In Farmingville, N.Y. this September, two white men picked up two Mexican day laborers who were looking for work, took them to an abandoned factory, and proceeded to assault them with a crowbar and a knife. Despite their town's established practice of hiring illegal day laborers, the kidnappers aimed to send an unambiguous message to these and all of the other brown-skinned migrants searching for jobs: Mexican immigrants are unwelcome.

This suburb is not the only place struggling with the hypocrisy of its addiction to cheap illegal labor as juxtaposed with its abhorrence of the consequent poverty and ethnic diversity. The state of Iowa, perturbed by the successful economy's "tight labor market" and its aging population, is currently actively recruiting Bosnian and Sudanese labor for its meat packing factories, to a fair deal of undisguised nativist dismay (only among people without direct interest in meat packing). Throughout the U.S. we see a continued exploitation of bottom-rung wage labor, which more often than not means legal or illegal immigrant labor; and, at the same time, in exactly the same places, we hear polemic, often racist and xenophobic, denouncements of "the hordes" coming to sink their fangs into our social services.

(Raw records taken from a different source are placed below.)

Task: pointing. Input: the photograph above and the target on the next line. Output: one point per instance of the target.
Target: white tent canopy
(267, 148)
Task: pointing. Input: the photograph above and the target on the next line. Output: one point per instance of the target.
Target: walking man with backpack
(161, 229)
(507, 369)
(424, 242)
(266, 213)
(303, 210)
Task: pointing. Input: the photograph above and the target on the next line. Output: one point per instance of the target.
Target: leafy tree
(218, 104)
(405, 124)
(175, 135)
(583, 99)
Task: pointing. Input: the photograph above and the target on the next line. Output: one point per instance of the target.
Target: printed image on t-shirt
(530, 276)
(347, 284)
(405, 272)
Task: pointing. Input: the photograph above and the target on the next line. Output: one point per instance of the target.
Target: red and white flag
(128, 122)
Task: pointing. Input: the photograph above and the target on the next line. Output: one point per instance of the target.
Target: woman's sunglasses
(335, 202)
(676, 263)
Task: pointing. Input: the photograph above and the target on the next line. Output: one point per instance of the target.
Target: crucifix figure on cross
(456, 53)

Multiculturalism is an ideology that attempts to confront our nation's crude ethnocentric hypocrisy, not deny its roots in economic exploitation. Its humble goal is to humanize "immigrant labor," to give the cultural backgrounds of our recently arrived economic bottom rung the respect and legitimacy needed to be unranked and unridiculed.

—Grace Rollins, CC '01

Article reveals male insecurity

Dear Editor:

In "Reflections on gender: admitting bias, taking blame" [YH 10/20/00], Derek Lomas makes a positively inane statement regarding the state of male-female relations at college. Setting aside the incoherence of his writing style, I find a basic contradiction in his piece. Mr. Lomas' argument rests on the contention that women are "insecure." According to Mr. Lomas, women "look to men for validation" as "the objects of security for which women strive." What group of women is Mr. Lomas referring to? Surely he can't be so ignorant as to believe that all women depend on men to determine their relative worth as human beings. He declares that "women require male attention." Most women are perfectly secure and certainly don't require the attention of their male counterparts. Those women who do look for validation do not seek it only from men. Mr. Lomas states in his opening paragraph that female gossip "pushes women into insecurity." If women can be pushed by other women into insecurity, they must depend on those women for some type of personal validation.

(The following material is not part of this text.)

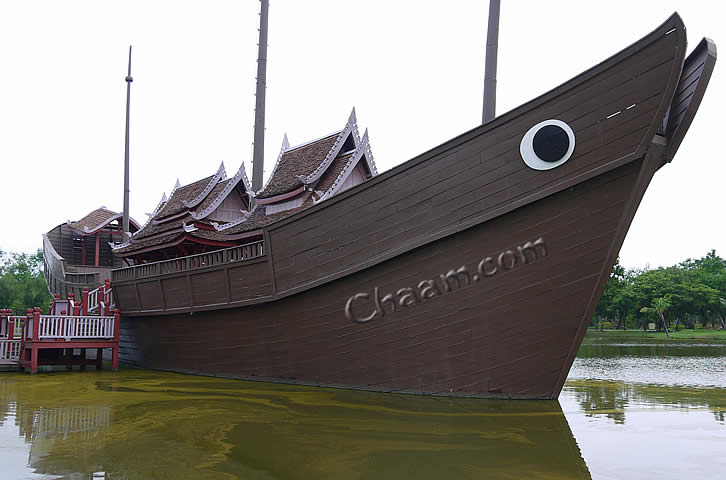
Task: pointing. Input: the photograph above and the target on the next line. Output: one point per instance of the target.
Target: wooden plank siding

Mr. Lomas makes it clear through his succession of "points" (if they even merit that term) that it is men who are the insecure sex. He bemoans the compulsion of men to judge women solely by their external appearance, yet offers no remedy. Mr. Lomas asks, "Do I have the confidence to date... someone all my friends find ugly?" His question betrays a basic masculine insecurity and the overwhelming need for fellow male approval. He goes on to openly admit to this unease in his description of the discomfort that results from the "guy" discussion of hook ups. "We feel insecure in those situations, because we want to seem really effective," he states. Mr. Lomas, it seems, is the one who looks to men for validation.

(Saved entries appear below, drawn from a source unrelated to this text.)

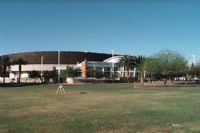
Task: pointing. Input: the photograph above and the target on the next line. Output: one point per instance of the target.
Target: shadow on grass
(18, 84)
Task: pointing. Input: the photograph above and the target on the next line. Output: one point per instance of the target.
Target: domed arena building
(54, 61)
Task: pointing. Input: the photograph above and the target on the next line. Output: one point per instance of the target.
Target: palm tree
(140, 66)
(20, 62)
(128, 62)
(5, 63)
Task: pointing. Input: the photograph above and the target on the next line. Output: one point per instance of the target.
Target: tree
(20, 62)
(194, 71)
(51, 75)
(166, 64)
(128, 62)
(140, 67)
(6, 63)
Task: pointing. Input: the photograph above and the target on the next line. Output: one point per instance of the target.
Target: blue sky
(130, 27)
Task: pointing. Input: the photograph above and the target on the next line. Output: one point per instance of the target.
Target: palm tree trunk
(4, 74)
(141, 77)
(20, 71)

Mr. Lomas wrote that I may disagree with his article. I do. I admit to being one of the "haughty" women to whom he refers, so haughty, in fact, that I am offended such an article would even be printed by the Yale Herald. Mr. Lomas prefaces his confused article with a profession of his general ignorance and a willingness to "be open to honestly learn." If men, as Mr. Lomas says, do indeed want to learn, they should begin by talking to women. Ultimately, Mr. Lomas' article does not "admit bias" and "take blame," it reinforces ignorance.